Industrial gears may be either of the enclosed or of the open types. The enclosed type may be lubricated by splash, in which case the oil level in the gear box is maintained so that the teeth of the bottom wheel just dips into the oil Alternatively a pressure circulating system may be used in which oil is sprayed on the teeth close to the point of engagement and is recirculated either directly from the bottom of the gearbox or by the way of separate oil tank.
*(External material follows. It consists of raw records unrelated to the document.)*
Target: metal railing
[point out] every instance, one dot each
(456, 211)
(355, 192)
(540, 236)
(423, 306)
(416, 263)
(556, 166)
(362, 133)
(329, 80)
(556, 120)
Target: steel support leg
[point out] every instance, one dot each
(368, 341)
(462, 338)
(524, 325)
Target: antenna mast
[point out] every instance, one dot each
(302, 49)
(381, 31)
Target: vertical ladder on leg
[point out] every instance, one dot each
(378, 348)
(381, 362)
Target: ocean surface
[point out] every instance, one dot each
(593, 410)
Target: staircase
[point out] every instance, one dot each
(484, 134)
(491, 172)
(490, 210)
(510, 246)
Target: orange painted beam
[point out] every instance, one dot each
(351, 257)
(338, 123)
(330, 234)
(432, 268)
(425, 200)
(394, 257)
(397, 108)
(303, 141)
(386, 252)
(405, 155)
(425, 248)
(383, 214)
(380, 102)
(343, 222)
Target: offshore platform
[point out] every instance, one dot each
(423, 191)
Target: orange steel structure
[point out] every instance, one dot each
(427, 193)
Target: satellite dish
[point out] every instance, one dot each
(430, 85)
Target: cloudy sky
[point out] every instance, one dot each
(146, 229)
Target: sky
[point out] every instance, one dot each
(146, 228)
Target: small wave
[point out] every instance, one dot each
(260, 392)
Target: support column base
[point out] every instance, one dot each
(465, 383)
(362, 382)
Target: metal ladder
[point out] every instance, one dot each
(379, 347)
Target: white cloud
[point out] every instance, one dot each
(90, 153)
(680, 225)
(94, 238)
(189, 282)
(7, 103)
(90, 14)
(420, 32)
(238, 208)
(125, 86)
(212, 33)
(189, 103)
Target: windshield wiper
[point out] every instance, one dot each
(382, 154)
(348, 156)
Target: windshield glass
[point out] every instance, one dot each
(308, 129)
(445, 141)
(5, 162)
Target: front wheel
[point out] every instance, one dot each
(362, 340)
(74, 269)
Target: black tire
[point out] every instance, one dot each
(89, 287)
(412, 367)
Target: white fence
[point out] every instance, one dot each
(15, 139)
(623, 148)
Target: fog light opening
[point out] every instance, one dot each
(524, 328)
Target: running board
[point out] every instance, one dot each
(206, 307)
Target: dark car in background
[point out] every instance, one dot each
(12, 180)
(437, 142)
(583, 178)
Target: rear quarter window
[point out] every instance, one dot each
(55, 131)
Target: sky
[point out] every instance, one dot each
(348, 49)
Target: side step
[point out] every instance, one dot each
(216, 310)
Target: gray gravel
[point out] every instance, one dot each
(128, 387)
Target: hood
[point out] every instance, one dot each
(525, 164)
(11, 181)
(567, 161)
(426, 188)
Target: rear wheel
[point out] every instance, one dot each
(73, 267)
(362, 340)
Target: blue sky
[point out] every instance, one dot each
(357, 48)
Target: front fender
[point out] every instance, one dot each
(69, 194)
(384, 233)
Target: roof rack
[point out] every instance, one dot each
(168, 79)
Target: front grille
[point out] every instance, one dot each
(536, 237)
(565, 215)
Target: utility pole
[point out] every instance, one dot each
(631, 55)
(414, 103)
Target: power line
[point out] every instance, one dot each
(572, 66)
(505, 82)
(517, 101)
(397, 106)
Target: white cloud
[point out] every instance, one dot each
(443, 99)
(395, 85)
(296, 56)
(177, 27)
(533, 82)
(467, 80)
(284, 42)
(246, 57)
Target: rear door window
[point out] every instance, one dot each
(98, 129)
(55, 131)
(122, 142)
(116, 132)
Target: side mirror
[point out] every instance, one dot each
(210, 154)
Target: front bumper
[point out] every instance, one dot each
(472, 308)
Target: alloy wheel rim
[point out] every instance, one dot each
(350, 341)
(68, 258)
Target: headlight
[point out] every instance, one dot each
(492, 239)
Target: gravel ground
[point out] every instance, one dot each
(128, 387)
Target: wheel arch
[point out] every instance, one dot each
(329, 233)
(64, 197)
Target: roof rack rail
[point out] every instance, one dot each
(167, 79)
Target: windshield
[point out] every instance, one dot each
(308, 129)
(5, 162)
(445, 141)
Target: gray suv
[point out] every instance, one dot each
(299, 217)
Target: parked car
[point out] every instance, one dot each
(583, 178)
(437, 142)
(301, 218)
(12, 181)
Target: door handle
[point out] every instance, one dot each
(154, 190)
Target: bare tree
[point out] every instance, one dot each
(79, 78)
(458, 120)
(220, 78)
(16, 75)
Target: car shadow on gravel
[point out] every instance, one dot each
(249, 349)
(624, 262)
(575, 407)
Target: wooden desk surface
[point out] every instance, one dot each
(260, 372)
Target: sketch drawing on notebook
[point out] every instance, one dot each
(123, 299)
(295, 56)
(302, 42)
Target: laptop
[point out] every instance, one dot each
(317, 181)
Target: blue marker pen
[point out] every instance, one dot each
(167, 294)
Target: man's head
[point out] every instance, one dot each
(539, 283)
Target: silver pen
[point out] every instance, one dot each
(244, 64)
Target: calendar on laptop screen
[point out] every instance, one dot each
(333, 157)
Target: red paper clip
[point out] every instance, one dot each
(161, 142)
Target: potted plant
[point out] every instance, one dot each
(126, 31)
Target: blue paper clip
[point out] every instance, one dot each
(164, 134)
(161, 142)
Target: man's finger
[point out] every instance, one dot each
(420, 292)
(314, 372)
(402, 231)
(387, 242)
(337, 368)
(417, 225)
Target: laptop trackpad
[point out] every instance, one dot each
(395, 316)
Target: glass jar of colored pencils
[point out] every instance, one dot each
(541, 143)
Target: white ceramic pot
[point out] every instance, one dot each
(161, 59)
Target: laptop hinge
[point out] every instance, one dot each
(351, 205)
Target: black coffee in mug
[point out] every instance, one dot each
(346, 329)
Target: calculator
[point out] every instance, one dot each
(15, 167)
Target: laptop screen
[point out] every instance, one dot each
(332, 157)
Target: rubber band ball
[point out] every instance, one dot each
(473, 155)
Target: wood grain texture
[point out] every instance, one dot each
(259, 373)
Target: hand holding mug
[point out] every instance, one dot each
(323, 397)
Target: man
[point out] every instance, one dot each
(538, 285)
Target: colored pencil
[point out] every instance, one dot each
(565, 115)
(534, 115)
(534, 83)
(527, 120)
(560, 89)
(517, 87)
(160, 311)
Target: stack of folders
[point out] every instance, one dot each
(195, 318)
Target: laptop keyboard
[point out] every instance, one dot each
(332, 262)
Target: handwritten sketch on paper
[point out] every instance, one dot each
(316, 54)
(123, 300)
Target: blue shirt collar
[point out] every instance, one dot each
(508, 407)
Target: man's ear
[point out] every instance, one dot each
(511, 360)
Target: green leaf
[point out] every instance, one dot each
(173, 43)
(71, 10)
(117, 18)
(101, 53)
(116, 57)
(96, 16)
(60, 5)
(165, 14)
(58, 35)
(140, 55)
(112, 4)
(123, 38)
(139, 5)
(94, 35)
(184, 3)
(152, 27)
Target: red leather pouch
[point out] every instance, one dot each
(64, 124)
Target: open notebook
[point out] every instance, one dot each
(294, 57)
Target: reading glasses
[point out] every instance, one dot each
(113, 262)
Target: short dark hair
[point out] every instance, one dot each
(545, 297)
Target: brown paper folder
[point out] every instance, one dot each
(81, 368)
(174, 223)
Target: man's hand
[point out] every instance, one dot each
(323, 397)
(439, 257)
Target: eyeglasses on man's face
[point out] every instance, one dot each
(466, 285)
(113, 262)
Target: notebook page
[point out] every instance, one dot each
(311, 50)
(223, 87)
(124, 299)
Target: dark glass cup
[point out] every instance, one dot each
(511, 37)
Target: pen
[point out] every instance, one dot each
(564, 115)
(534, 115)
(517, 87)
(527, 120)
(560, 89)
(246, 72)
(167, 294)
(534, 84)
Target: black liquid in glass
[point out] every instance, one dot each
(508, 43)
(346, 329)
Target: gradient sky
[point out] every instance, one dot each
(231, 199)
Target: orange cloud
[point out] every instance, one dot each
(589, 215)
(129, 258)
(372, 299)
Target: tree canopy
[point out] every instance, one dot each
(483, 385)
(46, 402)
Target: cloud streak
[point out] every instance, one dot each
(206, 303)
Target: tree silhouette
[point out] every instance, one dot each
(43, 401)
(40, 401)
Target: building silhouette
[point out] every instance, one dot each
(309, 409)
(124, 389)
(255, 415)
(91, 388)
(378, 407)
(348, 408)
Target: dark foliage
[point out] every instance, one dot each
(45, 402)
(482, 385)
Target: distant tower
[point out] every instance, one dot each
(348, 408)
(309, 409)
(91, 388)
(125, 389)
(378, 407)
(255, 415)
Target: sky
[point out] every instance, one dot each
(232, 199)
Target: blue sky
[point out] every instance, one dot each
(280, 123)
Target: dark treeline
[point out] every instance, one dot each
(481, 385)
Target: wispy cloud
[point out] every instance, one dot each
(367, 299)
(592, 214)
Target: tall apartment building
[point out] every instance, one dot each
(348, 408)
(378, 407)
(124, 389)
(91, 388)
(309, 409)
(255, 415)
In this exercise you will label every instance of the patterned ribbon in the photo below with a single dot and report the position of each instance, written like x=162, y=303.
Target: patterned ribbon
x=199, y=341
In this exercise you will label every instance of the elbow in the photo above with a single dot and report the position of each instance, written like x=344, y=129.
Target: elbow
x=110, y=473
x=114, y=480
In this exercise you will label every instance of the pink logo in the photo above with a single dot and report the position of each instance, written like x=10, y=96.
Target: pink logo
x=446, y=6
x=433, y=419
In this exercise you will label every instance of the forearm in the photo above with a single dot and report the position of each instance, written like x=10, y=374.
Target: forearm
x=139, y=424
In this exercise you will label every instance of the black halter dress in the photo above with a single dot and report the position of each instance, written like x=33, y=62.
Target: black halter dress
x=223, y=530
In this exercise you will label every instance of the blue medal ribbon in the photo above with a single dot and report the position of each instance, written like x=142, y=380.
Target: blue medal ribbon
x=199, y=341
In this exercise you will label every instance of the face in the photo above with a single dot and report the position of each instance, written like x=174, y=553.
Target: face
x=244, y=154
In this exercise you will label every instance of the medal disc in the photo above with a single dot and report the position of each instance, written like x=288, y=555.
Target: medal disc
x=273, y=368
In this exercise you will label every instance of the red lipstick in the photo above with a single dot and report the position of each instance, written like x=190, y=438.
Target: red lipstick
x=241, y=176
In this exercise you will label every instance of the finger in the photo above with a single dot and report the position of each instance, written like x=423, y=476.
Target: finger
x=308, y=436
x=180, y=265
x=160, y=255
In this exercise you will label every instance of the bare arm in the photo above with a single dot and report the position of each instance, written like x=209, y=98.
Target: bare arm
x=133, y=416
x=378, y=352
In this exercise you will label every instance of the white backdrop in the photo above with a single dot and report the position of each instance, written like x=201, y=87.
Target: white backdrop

Splash lubrication is suitable where pitch line speeds are low, up to 5 m /sec. for spur, helical & bevel gears and up to 4 m /sec. for worm gears. With splash lubricated gears it is most important that the oil level should not be too high otherwise excessive churning of oil will occur with consequent rise in oil temperature and power loss. The depth to which the bottom wheel should dip into the oil, when stationary, is generally between 2 cms. to 4 cms. depending upon the size of the gear. Usually twice the tooth depth is sufficient for the splash lubrication to minimize excessive churning. Where high powered gear sets running at high speeds are used, pressure circulating systems with oil coolers are preferred to reduce churning.
In the case of open gears the lubricant are to reduce the friction & wear by providing a lubricant film between working surfaces of meshing teeth and, in case of enclosed gears, to carry away the heat developed during tooth contact or meshing of gears.
To perform these functions properly, in cases where the conditions of tooth engagement are not abnormally severe and where straight mineral oils are suitable, the lubricant must be viscous enough to maintain the film and yet sufficiently free flowing to give adequate heat dissipation. These conflicting requirements are best met by oil as thin as is consistent with proper lubrication of teeth. It must be borne in mind that in most cases one oil is used not only for the gear teeth but also for the gear wheel and pinion bearings and that the bearings will tend to overheat with too thick an oil.
Where conditions of tooth engagement are particularly severe, as for example, in hybrid gears, the lubricant is unable by virtue of its viscosity alone to provide a film that can entirely prevent metal to metal contact between the teeth. In cha cases it is necessary to employ extreme pressure lubricants. These lubricants contain chemical substances which at relatively higher surface temperatures developed at the points of metallic contact react with the metal of the gear teeth at these points to form solid or semi-solid films possessing anti-welding properties.
The use of greases in enclosed gears should be avoided in all but exceptional cases, because of their tendency to 'channel' and leave the teeth dry, also because of the possibility of their separating out the forming deposits in consequence of conditions existing in the gearbox. In addition, fluid friction tend to be higher with a grease than with oil of suitable viscosity and heat dissipation with the former is very low because of its sluggishness. However, it may be necessary to use a grease for enclosed medium and low speed gears where the box is not oil tight. For enclosed gears the lubricant is required to perform satisfactorily over long periods and high quality oils of good stability towards oxidation are therefore required. This is particularly so where conditions are such that aeration of the oil is pronounced for example, in high speed gears or where operating temperature are high.
ENCLOSED SPUR, HELICAL AND BEVEL GEARS
In these gears the choice of oil mainly depends on the tooth loading and the pitch line speed. In general it can be said that higher the tensile strength of the gear material, higher will be tooth loading and greater the required oil viscosity. It is also generally true that higher the pitch line speed, lower will be the tooth loading and less is the required oil viscosity. It is therefore practicable to use oils of low viscosity for high speed gears, which is desirable from the point of view of cooling and frictional losses also. Fluid friction and the heat produced by it, increase as the gear speed and oil viscosity increase. Lower viscosity oils are also preferable because they give better separation of water and other insoluble contaminants and have less tendency to foam.
Straight mineral oils are suitable for most gears of this type. In the case of turbine gears and similar high speed units employing a pressure circulating system, the use of a turbine oil with high resistance to oxidation is generally advisable. In certain medium and low-speed applications, e.g. steel mill gears, where tooth loading may be abnormally high or where shock loads occur, straight mineral oils may allow a higher rate of wear than usual and fail to prevent some deterioration in the condition of the contact surfaces of the teeth. In such circumstances oils containing additives which confer additional load-carrying and anti wear properties, without having true E.P. properties, may be used with advantage. As a E.P. lubricants are not required for gears of this type, though they may be recommended for some designs, e.g. spiral bevel units, where conditions of tooth engagement are liable to be severe.